What separates the people with a fair amount of scientific training (or engineering, economics, or related areas) is that they know that at the root of what they do, they cannot ever fully explain the way a process performs. But using the concept of ‘falsifiability’, they can completely understand certain types of ‘negative tests’ around processes. For example, I might state that “X has no influence on this process A.” I find a single case of X having influence on process A, therefore I know my statement can be absolutely rejected as false.
People without this type of training feel very comfortable with making positive assertions. For example, I might state that “Process A performs the way it does because of X”. I will find a dozen cases to support the statement, perhaps find a statistical correlation, then rest satisfied that the statement is true. Unfortunately, I may miss another dozen cases which shows that X has no bearing on Process A, or that Y can also be shown to cause Process A to perform a certain way. The distinction between these two approaches to process analysis is absolutely critical to a successful supply chain improvement program.

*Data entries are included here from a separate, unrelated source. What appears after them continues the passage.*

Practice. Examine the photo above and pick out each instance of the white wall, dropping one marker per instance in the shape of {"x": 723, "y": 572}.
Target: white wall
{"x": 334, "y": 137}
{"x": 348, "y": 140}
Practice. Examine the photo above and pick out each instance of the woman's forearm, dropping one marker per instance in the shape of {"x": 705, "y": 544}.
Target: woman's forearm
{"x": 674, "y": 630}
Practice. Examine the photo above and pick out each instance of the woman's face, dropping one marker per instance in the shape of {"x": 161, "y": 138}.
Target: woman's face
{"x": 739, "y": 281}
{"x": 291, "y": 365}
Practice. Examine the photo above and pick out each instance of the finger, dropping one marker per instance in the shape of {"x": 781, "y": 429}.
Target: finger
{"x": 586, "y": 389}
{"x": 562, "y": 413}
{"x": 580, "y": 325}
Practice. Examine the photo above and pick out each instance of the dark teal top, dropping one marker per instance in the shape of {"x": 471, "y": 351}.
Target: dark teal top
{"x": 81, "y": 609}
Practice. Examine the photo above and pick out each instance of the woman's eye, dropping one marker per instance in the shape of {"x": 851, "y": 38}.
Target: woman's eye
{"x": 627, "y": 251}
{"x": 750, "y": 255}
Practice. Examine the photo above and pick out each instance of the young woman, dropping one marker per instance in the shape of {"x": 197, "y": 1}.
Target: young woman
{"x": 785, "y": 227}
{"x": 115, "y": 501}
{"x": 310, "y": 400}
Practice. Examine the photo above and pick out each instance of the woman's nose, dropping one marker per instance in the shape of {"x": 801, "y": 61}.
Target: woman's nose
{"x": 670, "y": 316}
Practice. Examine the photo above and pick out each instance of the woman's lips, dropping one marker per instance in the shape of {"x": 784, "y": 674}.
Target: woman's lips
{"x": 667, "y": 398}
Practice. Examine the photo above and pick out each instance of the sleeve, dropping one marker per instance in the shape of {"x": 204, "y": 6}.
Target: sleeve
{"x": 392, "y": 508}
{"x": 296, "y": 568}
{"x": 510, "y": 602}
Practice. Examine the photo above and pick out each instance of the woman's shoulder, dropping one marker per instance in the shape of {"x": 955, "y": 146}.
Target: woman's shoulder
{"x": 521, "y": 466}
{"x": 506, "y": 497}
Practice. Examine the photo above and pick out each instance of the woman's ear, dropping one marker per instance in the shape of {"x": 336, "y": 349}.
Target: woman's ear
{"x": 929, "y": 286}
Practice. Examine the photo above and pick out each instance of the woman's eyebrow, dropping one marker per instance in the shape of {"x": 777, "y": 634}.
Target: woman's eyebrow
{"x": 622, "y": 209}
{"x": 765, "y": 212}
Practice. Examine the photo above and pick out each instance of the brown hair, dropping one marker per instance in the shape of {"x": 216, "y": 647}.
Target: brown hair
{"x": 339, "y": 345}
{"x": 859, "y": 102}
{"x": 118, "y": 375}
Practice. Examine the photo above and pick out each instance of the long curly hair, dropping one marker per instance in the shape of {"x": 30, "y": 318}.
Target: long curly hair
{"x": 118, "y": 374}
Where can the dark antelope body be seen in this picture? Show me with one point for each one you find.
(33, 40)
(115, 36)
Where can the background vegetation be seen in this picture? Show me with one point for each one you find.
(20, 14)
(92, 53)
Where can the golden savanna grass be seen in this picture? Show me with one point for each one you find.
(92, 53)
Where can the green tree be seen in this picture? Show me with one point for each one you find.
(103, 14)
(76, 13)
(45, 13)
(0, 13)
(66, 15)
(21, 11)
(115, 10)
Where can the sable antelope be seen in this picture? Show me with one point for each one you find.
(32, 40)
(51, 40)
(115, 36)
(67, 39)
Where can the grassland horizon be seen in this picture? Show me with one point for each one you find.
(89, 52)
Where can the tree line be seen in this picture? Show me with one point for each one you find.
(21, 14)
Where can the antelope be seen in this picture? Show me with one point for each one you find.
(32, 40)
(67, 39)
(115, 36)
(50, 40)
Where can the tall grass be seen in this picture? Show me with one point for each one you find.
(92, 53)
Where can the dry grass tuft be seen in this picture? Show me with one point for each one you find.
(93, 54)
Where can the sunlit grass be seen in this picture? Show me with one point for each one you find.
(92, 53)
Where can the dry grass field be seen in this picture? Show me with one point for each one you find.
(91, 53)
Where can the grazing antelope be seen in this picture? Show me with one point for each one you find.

An example of this in my past involved combining several plants in a manufacturing environment so that instead of material being manufactured in one plant, then configured and shipped in a second (with a 2-day in-transit lag), material would be manufactured, configured and shipped in a single plant. The hypothesis was that combining the activities in one plant would lower total inventory (removing the in-transit inventory), and reduce the total cycle time of manufacturing build. With simple math, one could simply remove the two-day lag, and the inventory, and calculate the reduction in cash-to-cash cycle time, and the working capital improvement, cost of capital, etc. This is an example of the pure ‘positive’ statement, where there was no attempt to validate if the statement might be false for the processes in case. Math, in this case, ‘proved’ that everything would work wonderfully.
However, things are not always as they seem. When the process team looked at the program, we asked a simple question: will it work? That is: is there a chance that it might fail? Is there a chance that the hypothesis was false? How do you test this? In this example, we used a software tool called Gensym, and build a model of the supply-chain processes using the SCOR framework: we built both the before, and after models, and seeding the system with data from the actual environment to get simulation parameters right, we then ran a simulation.

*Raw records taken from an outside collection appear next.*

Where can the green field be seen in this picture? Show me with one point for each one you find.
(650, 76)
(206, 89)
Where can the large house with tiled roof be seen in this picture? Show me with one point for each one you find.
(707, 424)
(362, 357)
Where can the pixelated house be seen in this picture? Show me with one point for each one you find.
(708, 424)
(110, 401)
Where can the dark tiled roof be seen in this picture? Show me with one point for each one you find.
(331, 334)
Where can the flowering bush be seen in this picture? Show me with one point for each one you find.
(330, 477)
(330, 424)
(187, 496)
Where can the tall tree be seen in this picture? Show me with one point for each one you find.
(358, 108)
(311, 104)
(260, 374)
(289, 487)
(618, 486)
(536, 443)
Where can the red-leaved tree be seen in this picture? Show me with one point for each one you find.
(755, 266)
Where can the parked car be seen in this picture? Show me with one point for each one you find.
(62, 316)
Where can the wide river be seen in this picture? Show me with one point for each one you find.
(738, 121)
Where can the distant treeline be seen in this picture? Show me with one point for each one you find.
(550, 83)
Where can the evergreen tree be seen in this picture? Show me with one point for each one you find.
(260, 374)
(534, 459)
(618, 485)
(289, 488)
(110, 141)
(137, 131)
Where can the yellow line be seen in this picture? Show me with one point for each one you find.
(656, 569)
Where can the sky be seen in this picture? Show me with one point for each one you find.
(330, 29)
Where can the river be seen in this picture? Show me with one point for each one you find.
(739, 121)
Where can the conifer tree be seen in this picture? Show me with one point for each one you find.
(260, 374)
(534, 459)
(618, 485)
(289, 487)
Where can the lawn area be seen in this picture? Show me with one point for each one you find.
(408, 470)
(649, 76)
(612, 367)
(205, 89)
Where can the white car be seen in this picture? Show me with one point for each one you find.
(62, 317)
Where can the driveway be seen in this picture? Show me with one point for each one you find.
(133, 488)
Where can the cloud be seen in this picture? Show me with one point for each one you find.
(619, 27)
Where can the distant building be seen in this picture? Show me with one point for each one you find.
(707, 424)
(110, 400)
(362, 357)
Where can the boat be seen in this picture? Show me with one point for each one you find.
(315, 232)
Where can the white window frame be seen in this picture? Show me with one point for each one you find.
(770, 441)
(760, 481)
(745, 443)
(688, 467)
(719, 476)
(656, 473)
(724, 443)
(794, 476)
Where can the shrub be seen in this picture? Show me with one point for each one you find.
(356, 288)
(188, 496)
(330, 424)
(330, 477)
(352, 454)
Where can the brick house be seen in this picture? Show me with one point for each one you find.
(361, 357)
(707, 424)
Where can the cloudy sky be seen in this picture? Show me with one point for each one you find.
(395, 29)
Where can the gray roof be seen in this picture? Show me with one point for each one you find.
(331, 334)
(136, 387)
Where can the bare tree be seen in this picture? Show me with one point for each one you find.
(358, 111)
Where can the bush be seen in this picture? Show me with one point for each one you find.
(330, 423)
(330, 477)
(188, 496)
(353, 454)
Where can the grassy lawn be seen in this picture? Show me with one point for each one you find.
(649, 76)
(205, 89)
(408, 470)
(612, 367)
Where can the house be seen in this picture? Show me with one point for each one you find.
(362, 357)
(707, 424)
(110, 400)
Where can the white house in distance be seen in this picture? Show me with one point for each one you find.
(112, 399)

In our simulation, it turned out that there was an increase in work-in-progress (WIP) inventory, and an increase in average order cycle time in the combined plant. Well, it was quite a shock, and as a hardened supply chain type, I couldn’t myself believe what would be “completely obvious” to anyone who had worked with such systems was false. What was wrong?

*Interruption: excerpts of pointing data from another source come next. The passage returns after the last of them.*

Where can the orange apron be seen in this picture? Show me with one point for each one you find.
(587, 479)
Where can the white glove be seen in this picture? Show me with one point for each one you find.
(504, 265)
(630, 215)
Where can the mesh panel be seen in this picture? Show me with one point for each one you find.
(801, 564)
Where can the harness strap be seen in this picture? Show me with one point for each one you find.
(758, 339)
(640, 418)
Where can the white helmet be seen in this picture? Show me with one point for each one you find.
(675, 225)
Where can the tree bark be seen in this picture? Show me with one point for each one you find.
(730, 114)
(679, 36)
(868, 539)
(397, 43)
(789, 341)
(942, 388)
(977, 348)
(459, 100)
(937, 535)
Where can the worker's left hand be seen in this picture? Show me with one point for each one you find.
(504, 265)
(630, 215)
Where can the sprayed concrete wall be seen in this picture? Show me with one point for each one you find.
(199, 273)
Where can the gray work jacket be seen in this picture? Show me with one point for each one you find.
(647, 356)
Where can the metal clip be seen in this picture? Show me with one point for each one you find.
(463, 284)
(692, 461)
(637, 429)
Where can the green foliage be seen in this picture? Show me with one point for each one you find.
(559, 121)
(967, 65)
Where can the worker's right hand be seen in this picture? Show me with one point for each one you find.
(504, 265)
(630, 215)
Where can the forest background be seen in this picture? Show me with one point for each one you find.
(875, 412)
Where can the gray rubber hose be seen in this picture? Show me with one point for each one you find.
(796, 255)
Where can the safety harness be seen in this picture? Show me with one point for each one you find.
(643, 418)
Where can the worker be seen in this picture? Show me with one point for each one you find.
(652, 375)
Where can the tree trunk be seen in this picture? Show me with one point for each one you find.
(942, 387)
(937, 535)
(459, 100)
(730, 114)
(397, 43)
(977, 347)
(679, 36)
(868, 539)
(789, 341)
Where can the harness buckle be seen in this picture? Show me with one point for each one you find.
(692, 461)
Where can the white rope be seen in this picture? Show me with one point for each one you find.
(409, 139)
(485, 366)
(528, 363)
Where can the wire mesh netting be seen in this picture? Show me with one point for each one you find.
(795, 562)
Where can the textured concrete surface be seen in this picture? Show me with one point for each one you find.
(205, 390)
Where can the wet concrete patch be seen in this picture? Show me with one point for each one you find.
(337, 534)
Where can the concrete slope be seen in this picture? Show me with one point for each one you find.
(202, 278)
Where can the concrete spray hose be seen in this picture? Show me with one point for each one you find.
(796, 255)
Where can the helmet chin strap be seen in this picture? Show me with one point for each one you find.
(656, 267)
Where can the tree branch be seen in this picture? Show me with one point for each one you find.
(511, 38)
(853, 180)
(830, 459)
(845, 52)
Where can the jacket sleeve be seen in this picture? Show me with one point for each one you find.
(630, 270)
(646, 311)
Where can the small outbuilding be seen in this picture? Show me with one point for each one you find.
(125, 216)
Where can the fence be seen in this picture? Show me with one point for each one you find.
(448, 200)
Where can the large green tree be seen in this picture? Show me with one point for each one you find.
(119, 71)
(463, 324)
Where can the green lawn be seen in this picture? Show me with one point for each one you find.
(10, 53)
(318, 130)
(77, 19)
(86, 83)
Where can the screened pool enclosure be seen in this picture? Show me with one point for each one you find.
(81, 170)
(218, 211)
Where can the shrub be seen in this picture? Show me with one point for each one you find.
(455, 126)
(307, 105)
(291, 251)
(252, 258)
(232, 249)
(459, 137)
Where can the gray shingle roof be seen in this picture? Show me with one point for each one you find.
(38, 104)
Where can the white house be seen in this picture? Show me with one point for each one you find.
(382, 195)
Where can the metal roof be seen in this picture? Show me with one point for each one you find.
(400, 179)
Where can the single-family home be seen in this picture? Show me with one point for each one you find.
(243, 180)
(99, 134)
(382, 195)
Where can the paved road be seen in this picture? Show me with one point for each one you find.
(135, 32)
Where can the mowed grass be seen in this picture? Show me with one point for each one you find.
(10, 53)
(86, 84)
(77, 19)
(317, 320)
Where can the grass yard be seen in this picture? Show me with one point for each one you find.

Turns out that material planning processes, which were unchanged in the future plant environment, had a ‘hidden’ delay lag in planning, which closely matched the in-transit delay lag for the shipping. The result was that planning in the new combined environment would then position materials with a several-day old signal, buy all sorts of wrong materials, and worse, partially allocate materials to orders in such a way that they were not complete, and ready to ship. Inventory went up, and fewer orders got shipped in the simulation.
When we went back to senior leadership with the findings, they were, as you can imagine, somewhat skeptical. But by running, and re-running the simulation to meet any and all of their questions, it finally came out that their setup wouldn’t work, and they were embarking on a dangerous campaign to close plants and change manufacturing which would be expensive, and leave them worse off than when they began. They agreed to the conclusions, and we embarked on finding changes to processes which would in almost all cases create the results they needed.
With a corrected hypothesis, which included substantial changes to material planning, positioning, and order-allocation processes, then the system was shown to work well in simulation. But they understood the caveat we left them with: there may be a reason it might not work, but to the best of our efforts, we cannot find a reason why the decision, anymore, is an incorrect one. You can’t prove something is true absolutely, but you can prove that something is false is what it boils down to.
I can’t tell you how many times I’ve encountered the positive “X causes Y” hypothesis in process analysis, or even worse the “we will do X and see what happens.”
The takeaway: when you look at solutions to supply chain issues, you naturally generate hypotheses about what might solve an issue. Avoid generating untestable hypotheses. Focus on testing a process hypothesis not to show that it is true, but try to show that it is false.